Take a guest out of Nico and Darren’s VFM podcast and you are left with the Chuckle Brothers of pensions without the constraint of a third party. This leads to some pretty strange stuff, especially from Nico who now aligns himself with the patrician elite who run our workplace pensions.
Nico has come round to the opinion that VFM is actually destructive of value as it gets in the way of a better discussion of adequacy. He claims that “we are being pushed off the ball” of “outcomes” in favor of the Government’s consolidation/productive finance agenda.
“Never mind the efficiency, feel the width“. This view is shared by the bulk of the pension industry to which Nico may be a “mean reverter”. This bulk would like to have our money , the taxperson’s money and our employer’s money and sit on it for as long as possible – preferably well into retirement. It is after all entitled to a return on our money and has no interest in plebeian scrutiny.
This view suggests that simple tests on performance, quality and apportionment of costs are neither here nor there as all commercial providers are worthy their place in the premier league without fear of relegation, If you support Arsenal, you can think like this, if you support Southampton, you may feel differently.
Club woke – the paternalists alternative to VFM
Early in the podcast, before Nico declares himself a member of the patrician elite, he hints that the podcast may be due a rebrand. Perhaps it should align itself to the PEG – ” a loose affiliation of millionaires and billionaires” dedicated to eliminating pension inequality by meeting up in each other’s City Offices. The paternalistic elite have to find some way to justify themselves and if it’s not VFM – why not “club woke” – dedicated to virtue signalling.
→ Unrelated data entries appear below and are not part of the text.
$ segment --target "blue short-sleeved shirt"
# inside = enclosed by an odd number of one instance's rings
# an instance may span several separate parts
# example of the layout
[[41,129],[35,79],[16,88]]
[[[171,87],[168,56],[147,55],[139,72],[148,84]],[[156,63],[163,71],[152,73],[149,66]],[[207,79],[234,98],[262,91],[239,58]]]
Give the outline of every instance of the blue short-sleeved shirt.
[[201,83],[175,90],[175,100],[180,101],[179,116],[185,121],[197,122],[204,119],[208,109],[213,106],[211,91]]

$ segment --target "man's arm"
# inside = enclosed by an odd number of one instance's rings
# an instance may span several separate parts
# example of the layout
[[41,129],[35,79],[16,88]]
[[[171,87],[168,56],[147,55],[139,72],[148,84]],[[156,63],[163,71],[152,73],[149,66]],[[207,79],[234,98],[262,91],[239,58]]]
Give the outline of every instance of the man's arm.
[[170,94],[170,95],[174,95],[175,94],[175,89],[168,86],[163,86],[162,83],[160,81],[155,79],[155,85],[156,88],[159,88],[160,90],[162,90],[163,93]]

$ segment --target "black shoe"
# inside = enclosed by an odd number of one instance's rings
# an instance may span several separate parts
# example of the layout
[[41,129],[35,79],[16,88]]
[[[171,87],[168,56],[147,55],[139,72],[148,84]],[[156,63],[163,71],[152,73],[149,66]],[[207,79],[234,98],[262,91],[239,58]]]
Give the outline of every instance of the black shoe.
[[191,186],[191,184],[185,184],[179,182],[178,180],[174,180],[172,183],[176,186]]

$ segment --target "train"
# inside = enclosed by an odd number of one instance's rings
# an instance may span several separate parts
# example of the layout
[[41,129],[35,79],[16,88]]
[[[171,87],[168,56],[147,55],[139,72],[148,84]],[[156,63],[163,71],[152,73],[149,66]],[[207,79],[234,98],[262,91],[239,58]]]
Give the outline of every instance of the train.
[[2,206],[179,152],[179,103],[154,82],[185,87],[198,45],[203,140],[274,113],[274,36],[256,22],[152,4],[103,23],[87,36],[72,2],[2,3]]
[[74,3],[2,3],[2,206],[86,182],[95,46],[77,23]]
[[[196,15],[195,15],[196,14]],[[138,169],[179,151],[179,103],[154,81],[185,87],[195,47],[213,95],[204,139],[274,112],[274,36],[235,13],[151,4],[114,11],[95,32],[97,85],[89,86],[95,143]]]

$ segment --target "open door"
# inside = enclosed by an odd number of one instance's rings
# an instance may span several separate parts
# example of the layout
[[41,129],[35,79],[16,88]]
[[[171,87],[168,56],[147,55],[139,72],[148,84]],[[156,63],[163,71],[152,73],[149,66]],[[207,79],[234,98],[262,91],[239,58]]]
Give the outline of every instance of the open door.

Perhaps I am being distracted by Darren’s claim that I am a fan of the VFM blog. I am neither a fan nor a detractor, I have lashed myself to the mast for an hour or two a week to comment on what is said and by and large it has been time well spent.
The big themes of the 18 hours I’ve listened to appear to be
- The VFM framework should include retail (non-workplace) pensions
- The VFM framework should include decumulation
- There should be more of an onus on employers to sort things out
To this we should add that VFM is best put in the hands of the paternalistic elite and not simplified to a point where ordinary people think they have an idea of what is going on.
There are some big issues emerging out of this consultation. Perhaps the biggest is the Government’s objection to the “race to the bottom” on pricing – which is the unexpected and unintended consequence of handing the decision to consolidates to plebeian procurement teams. A discussion on how the pensions industry will ever get beyond “asset management for free” which is what is happening to most workplace defaults, would be worth happening.
I suspected that this was too contentious for the Chuckle Bros, but I reckoned wrong. The last ten minutes of the podcast contain an extraordinary statement from Nico endorsing a fee crunch, rejecting arguments for productive capital and advocating passive investment for the proles.
This is a u-turn from the recent CIO of Connect and People’s Pension and one I don’t get.
I want Nico to focus on the events of 2022 and just who should be held to account for the wholesale destruction in value. We need to call out serial offenders destroying value and name them -saying their are no mastertrusts who don’t provide VFM is wrong.
A discussion of the appalling service standards surrounding transfer times , the management of death claims , the lack of support at retirement and most of all the failure of this sector to give people proper performance metrics WOULD BE INTERESTING.
VFM reverts to mean (paternalistic elitists)
But all of this sounds not very urgent because as Nico and Darren admit, they haven’t established what the purpose of these “pensions” is and therefore have no anchor on that value for money should be. The Australians have sorted this, the common purpose of retirement system is to give people an income in later life that gives them dignity.
The purpose of the VFM framework is to deal with one aspect of the retirement puzzle, the need to maximise efficiency of saving, if we are to have a funded DC system we need to get that right first. People need a way to judge value for themselves, the VFM framework is about making this happen for ordinary employers.
Ordinary “plebeian” employers will be consoled that so long as they move money into a magic circle of commercial master trusts , they have provided value for money for their staff. Staff can be dealt with by high quality communications , validated by industry awards. Past performance can continue to be a matter of disdain while what really matters, the simulation of future returns, can remain the province of the paternalist elite (aka actuaries)
If you subscribe to this way of thinking , you will probably ignore the VFM consultation. But if you don’t I suspect you will find the consultation response as exciting as promised by the CEO of the Pensions Regulator this week.